Friends of Hong Kong, which said it had been working with Chung, said he had been planning to claim asylum at the US consulate to Hong Kong prior to his arrest. A spokesman for the group added that four other activists did enter the mission Tuesday, but “were asked firmly by consulate staff to leave.”
One of those who entered the consulate is a US citizen, the spokesman said, adding that person was “furious about his treatment from his home country and certainly believes that the US Consulate is able to provide more assistance to a US citizen involved in advocating for democracy in Hong Kong.”
A US State Department spokesperson said they would not comment on the matter “due to privacy considerations,” but added that “asylum can only be requested upon arrival in the United States.”
The Hong Kong branch of the organization said it had disbanded soon after the national security law was imposed on the city by Chinese authorities, banning secession, subversion and collusion with foreign forces.
Police accused Chung and others still based in Hong Kong of continuing to advocate for the city’s independence from China, a crime that carries with it a sentence of three to 10 years, or up to life imprisonment for offenses of a “grave nature.” The accused denied having any connection to the allegedly secessionist posts in question.
A Hong Kong government spokesman told CNN on Wednesday that it would not comment on media reports of the arrests but said there would be “no justification for any so-called ‘political asylum’ for people in Hong Kong.”
“It should be stressed that people in Hong Kong are prosecuted for acts in contravention with the laws of Hong Kong, regardless of their political beliefs or backgrounds.

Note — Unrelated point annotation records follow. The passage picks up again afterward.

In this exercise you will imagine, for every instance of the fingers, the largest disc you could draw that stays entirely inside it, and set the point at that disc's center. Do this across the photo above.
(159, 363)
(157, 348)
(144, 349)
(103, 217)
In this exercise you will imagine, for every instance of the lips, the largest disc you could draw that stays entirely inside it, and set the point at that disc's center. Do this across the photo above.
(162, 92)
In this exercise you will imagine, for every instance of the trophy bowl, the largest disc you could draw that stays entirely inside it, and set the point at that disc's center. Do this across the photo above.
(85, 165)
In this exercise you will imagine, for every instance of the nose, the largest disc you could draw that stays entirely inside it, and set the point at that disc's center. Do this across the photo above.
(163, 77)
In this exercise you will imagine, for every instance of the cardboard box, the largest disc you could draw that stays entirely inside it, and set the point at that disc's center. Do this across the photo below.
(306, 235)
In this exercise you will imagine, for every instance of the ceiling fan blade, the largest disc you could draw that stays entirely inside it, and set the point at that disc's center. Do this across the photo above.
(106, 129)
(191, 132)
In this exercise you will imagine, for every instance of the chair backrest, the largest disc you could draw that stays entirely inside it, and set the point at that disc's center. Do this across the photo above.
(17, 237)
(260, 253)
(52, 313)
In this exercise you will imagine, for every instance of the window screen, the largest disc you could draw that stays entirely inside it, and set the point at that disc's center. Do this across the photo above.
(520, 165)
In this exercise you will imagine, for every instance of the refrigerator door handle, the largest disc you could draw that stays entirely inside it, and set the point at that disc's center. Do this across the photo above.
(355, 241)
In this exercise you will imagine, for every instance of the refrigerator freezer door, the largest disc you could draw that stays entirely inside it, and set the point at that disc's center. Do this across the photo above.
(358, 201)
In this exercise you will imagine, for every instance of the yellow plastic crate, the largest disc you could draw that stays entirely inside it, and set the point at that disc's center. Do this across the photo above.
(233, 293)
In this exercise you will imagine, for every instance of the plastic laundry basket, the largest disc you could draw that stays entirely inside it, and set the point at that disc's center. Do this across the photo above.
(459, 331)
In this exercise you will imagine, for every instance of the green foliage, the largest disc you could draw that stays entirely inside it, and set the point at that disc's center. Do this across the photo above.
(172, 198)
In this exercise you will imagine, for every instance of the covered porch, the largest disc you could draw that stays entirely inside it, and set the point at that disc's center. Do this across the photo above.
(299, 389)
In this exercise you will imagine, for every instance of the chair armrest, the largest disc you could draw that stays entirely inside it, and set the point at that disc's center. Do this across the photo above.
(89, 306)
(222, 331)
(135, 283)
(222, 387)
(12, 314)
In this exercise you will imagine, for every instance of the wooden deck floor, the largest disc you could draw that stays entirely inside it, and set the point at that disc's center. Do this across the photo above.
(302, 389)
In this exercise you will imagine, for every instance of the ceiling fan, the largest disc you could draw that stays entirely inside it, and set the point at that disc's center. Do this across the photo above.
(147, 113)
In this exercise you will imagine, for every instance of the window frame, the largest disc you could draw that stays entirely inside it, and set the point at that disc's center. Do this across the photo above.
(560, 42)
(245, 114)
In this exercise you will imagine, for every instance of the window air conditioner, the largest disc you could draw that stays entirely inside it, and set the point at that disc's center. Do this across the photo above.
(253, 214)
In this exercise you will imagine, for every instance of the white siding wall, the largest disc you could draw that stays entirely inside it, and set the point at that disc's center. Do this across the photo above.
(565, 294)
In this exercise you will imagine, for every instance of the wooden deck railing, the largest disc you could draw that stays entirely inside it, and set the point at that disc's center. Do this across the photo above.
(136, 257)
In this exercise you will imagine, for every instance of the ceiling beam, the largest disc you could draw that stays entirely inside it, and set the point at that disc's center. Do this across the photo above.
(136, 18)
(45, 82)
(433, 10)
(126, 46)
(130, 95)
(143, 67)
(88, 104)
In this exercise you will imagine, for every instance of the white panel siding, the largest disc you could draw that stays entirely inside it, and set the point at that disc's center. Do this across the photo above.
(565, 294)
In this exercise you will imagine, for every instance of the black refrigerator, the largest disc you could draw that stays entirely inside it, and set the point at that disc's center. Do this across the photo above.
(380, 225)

Moreover, trials are conducted by an independent judiciary in accordance with the principle of the rule of law,” he added.
Providing refuge to activists within Hong Kong itself would be a major escalation however, and could cause a diplomatic firestorm for both Washington and Beijing, potentially imperiling the future of the Hong Kong consulate itself.
CNN has reached out to the US Consulate General in Hong Kong and the Hong Kong and Macau Affairs Office for comment.
The circumstances around Tang’s surrender remain unclear, but it may have been prompted by fears the US could have moved to close the San Francisco consulate if she had continued to shelter inside. Similar concerns could make US officials shy away from granting any refuge to dissidents in Hong Kong, the most important US mission in greater China after the Beijing embassy.
During the consulate stand off earlier this year, some Chinese state media publications called for the Hong Kong consulate to be closed, accusing the US of running influence operations out of it. While Beijing appears to have shied away from any greater escalation for now, losing the Hong Kong mission would be a major blow for Washington, both diplomatically and practically, given the economic importance of Hong Kong and the number of Americans who live in the city.